ImmunologyImmunology is the discipline dedicated to studying biological immunity . This is the name given to the particular response of an organism to an antigen or to the state of resistance that a species or an individual has against certain pathogenic actions.

The immune system , also called the immune system or immune system , is made up of the structures and processes that allow an organism to recognize a foreign element (external or internal) and provide a response . This immunological or immune response aims to restore balance ( homeostasis ).

Immunology is called, in this framework, the specialty that analyzes the functioning of the immune system , whether in a disease situation or in a healthy organism. In addition to the physiological, chemical and physical characteristics of the various elements that make up the immune system, it also studies functional disorders, such as immunodeficiencies and autoimmune diseases.

The origins of immunology date back several centuries before Christ . In Ancient Greece , it was detected that people who recovered from certain infections were left with protection against the disease in question. From then on, immunological phenomena began to be investigated.

It is possible to recognize various branches of immunology. Clinical immunology focuses on diseases that cause disorders of the immune system, taking into account disorders caused by hypersensitivity, autoimmunity and immunodeficiency. Immunotherapy , meanwhile, considers the use of elements of the immune system to treat a disorder or disease. Cellular immunology , humoral immunology , neuronal immunology , and evolutionary immunology are other classes of immunology.

The chemist and bacteriologist Louis Pasteur , originally from France, proved that vaccination was effective despite not knowing the reasons. For their part, Shibasaburo Kitasato and Emil von Behring presented in 1890 the first layer of information about the way the immune system works and demonstrated that serum from other animal species previously immunized against diphtheria could pass immunity to individuals who had not been immunized.

ImmunologyA few years later, various scientists were able to prove that the immune serum had an active component capable of precipitating and neutralizing toxins , in addition to agglutinating bacteria. The name they gave to this component is antitoxin, precipitin and agglutinin , although later Elvin Kabat proved that immunoglobulins were what caused all the activities just described. Antibodies , in fact, are the active molecules of immunoglobulins.
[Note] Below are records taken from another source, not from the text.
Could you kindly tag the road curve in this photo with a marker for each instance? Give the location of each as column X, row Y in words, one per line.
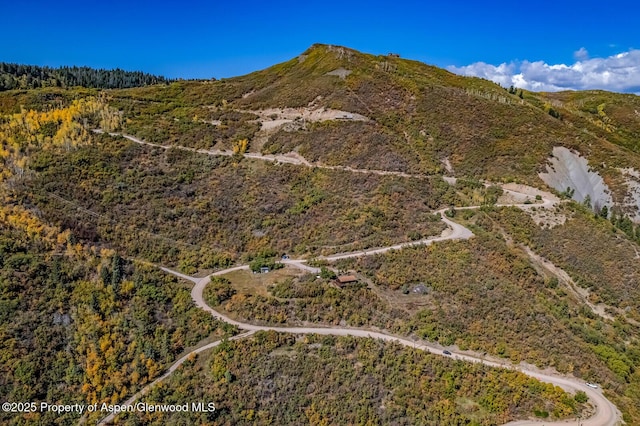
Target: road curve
column 606, row 413
column 108, row 419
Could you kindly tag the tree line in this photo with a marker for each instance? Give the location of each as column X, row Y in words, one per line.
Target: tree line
column 17, row 76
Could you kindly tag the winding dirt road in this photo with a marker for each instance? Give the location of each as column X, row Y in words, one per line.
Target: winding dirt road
column 606, row 414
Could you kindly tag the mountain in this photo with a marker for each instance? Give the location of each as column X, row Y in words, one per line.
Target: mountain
column 16, row 76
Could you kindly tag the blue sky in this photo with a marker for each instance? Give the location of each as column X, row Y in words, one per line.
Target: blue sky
column 202, row 39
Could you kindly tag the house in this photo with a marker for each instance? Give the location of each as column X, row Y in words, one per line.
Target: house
column 344, row 280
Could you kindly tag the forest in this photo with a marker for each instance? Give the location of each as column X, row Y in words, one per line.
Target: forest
column 17, row 76
column 320, row 380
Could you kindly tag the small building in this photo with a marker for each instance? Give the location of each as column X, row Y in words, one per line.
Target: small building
column 344, row 280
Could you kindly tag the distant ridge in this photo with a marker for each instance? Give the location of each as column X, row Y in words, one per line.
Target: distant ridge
column 17, row 76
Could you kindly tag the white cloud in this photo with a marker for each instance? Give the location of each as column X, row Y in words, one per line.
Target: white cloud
column 581, row 54
column 618, row 73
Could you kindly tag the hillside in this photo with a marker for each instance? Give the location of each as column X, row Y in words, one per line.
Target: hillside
column 332, row 152
column 16, row 76
column 395, row 114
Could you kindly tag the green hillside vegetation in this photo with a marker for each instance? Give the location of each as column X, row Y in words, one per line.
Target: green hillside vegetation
column 17, row 76
column 79, row 325
column 207, row 212
column 421, row 114
column 99, row 326
column 283, row 379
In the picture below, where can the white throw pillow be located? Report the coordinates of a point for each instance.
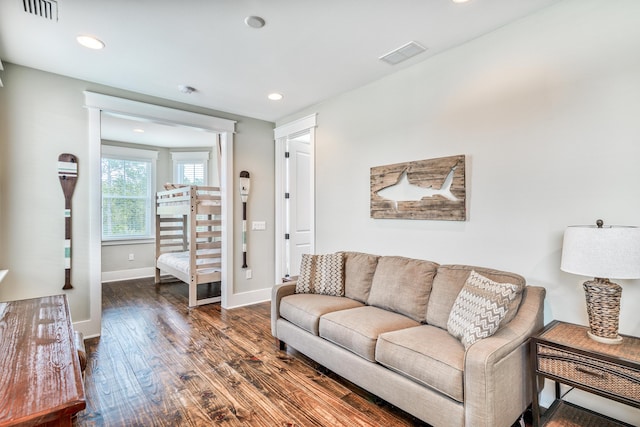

Epidemiology is a discipline that is part of medicine and focuses on the study of the frequency, factors and distribution of diseases that occur in human populations. Classical immunology is one of its fields and aims to study the link between immunity, pathogens and body systems .

The first known writing about immunity is about the plague that took place in Athens in 430 BC. C., approximately. The historian and soldier Thucydides discovered that people who had overcome an attack of the disease were capable of caring for the sick without becoming infected, something that may seem logical today but was not known at the time.

Although many other scholars appreciated the same phenomenon , it was only at the end of the 19th century and the beginning of the 20th that science devoted adequate attention to it. The study of the immune system, including its molecular and cellular components, the function of each one, and the way in which it interacts with others, is the main focus of immunology.